We left around 9:30 Friday morning in a sawng tao to the Solar Field just down the road. We got there and there was a brief introduction to the grounds by looking over the map or all the different panels. I kept asking the teachers to translate a little bit but they were more concerned with the fact that one of the teachers happened to be wearing a lime green shirt that was nearly identical to the workers and kept interrupting their presentation. After the very brief introduction we got to go out to look at the panels. The guides showed us two boxes, from the little I understood, they are the switch boxes they control a set of 9 or so panels and then transfer the energy to be made into electricity. Again I couldn’t refer to my teachers because now they were off in their own world chit chatting and flirting with the security guard and then playing on the tractor and posing for pictures on it. Great role models for the kids!

at the solar plant


taking notes


The P.6 teacher Krew Boo was engaged though and was asking many questions trying to get more information out of the shy guides about the solar cell process. She was also the one semi keeping the kids focused. We were back to school by 10:45 and the students were sent home for rest of the day. A trip like this with a school back home would have taken up at least the morning if not the entire day followed by a follow up discussion and writing of thank you notes. I asked Krew Boo if students would be writing Thank You notes to Solar Power people. She said the PA had one ready from the school and I could write one if I wanted but the students wouldn’t be writing one. Later that afternoon she told me she talked to PA about writing letters and he thinks it is a good idea and so they are now going to write them. Her students are also the only students instructed to write up a report from the notes they took at the field.
Krew Boo is a great teacher. She is one of the only teachers I see dedicated to the students and teaching the students. Many times she stays in her classroom during lunch to help the students on projects. I have even seen her reading individually with the slower learners of the class. Whenever I have an idea about improving the school, like writing a Thank You note, she always agrees and says she has brought up the idea and the other teachers have turned it down. I swear they are more concerned about taking their morning massage from the students, their lunch time drinking party and their afternoon nap or hour early departure from school than helping to instill great knowledge into the minds of kids so eager to learn. Without Krew Boo at my school this year I don’t think I would have survived teaching at the school for a year.
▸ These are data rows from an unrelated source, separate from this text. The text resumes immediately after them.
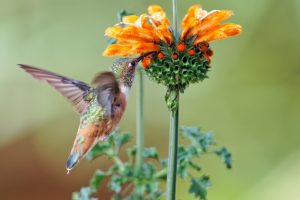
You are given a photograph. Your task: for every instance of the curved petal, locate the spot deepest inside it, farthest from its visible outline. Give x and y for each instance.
(131, 33)
(157, 13)
(222, 32)
(213, 19)
(191, 19)
(117, 50)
Crazy teacher’s aside, I am grateful to my PA for helping to make the field trip go through. At least the students got a little glimpse of a cleaner form of energy and hopefully learned something about the greater world through my lessons leading up to the field trip. Not to toot my own horn, but I am really glad that I was able to help expand the classroom walls of Rong Rian Chok Amnuay and showed the school that taking field trips be a fun way to learning about something and apply what students have learned in the classroom to the real world.